My question: It was jut reported that the platypus, a billed, egg-laying, venomous mammal, shares genes with birds related to production of hard-shelled eggs, and it also shares genes related to venom production with some reptiles. We also know that chickens have genes for teeth which can be induced to be expressed under some conditions. What does this tell us about life on this planet? How much of the genetic toolkits of reptiles, birds, or even e.coli. are we carrying around, perhaps unexpressed? Will people someday be able to "order" children with venomous fangs?
My Question is:
Why does consuming E. Coli make you sick, in light of the fact that E. Coli inhabit our digestive system?
Given rampant horizontal gene exchange between E. coli and closely related bacteria species, how do we distinguish E. coli from closely related organisms like Salmonella and Shigella. Is the species concept of bacteria arbitrary?
Does e. coli compete with any other organism to maintain its seemingly comfortable spot inside my tummy?
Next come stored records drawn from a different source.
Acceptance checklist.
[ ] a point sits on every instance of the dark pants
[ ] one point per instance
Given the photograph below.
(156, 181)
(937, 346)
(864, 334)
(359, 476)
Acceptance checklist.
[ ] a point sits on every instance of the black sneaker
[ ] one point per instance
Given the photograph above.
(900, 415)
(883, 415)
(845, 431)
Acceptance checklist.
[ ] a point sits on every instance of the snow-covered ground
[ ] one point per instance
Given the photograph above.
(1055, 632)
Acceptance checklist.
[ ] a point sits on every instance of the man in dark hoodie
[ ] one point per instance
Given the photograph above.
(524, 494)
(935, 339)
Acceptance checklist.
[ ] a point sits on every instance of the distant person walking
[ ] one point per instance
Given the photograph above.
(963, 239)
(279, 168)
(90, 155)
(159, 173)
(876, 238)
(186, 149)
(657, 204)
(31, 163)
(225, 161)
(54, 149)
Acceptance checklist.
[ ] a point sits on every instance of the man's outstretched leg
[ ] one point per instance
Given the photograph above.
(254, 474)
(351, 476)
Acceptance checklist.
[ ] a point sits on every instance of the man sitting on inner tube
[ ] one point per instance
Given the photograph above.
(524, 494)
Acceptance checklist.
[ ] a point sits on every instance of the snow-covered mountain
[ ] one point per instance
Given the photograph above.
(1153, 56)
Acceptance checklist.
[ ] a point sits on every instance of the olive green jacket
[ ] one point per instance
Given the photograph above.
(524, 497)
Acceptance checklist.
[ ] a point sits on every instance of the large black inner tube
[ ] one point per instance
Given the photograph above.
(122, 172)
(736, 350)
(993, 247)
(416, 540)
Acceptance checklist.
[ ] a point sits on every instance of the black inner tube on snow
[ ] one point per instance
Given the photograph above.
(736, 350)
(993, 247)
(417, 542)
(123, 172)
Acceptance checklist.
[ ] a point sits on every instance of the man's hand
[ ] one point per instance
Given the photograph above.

Given the ubiquity of bacteria, they can clearly outcompete eukaryotes in some environments or circumstances. Why is this, since eukaryotes would seem to have a much more diverse set of tools to work from? Is it just that bacteria are smaller, have lower energy needs, and can replicate faster than even the smallest eukaryotes?
Okay folks--the contest is now closed. Thanks for an unbelievable response. I'll get down to answering the questions now and notifying the winners.
Here is my Question;
Why octopus has 8 arms ? what is the survival (or sexual?!) advantage of 8 over 6,7,9 and 10?